My Take | Our brave new world is looking like the old one of great powers
Balance between Russia, China and America looks set to replace European Atlanticism and US hegemony, and it’s not a bad thing

Munich 2.0 or Yalta 2.0? There is currently a heated debate among Western pundits and politicians as to whether Donald Trump is trying to appease Vladimir Putin or divide the world into spheres of influence among the great powers.
The shock disclosure by the US president that he had a most productive phone call – which lasted 90 minutes! – with his Russian counterpart on how to end the war in Ukraine has caused panic in capitals across Europe.
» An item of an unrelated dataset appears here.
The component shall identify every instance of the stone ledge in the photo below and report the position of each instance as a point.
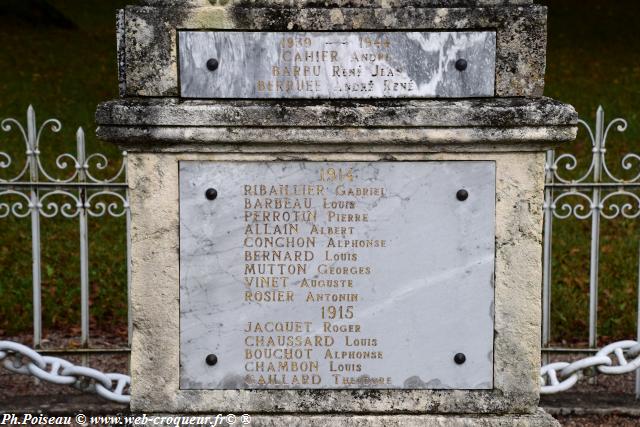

So much for “Nothing about Ukraine without Ukraine”, which has long been the mantra of European leaders and the Joe Biden presidency.
Humiliated European leaders may be angry for not being consulted beforehand – what did they expect from Trump? But the euro and European stocks rallied on the news, which means investors are voting against the likes of hardline European Union President Ursula von der Leyen and her foreign policy chief Kaja Kallas. Thanks to leaders like them, ordinary Europeans are living through another winter of sky-high energy bills and other economic hardships, especially those in Kallas’ home country, Estonia, and the other Baltic states, which have this month finally severed all power grid connections with Russia.
Commenting on that phone call, one European news headline ran, “European Leader Compares Trump’s Russia Talk To Infamous 1938 Appeasement To Nazis: ‘Not Even Chamberlain Went That Low’.”
Another said: “Europe’s leaders warn against ‘appeasement’ with Russia, ceasefire talks without Ukraine”.
Of course, every time someone tries to talk peace, whether in Ukraine or in other past Western/American-fuelled conflicts, the hardliners and warmongers may always be relied on to shout loudly, “Munich!”. In that city, in 1938, the Western powers thought they could satisfy Hitler by accepting Germany’s annexation of a part of Czechoslovakia called the Sudetenland where most of the population were ethnic Germans. Likewise, Ukraine’s eastern oblasts, or administrative districts, now mostly occupied by Russian troops, have a permanent Russian population who do favour ethnic union.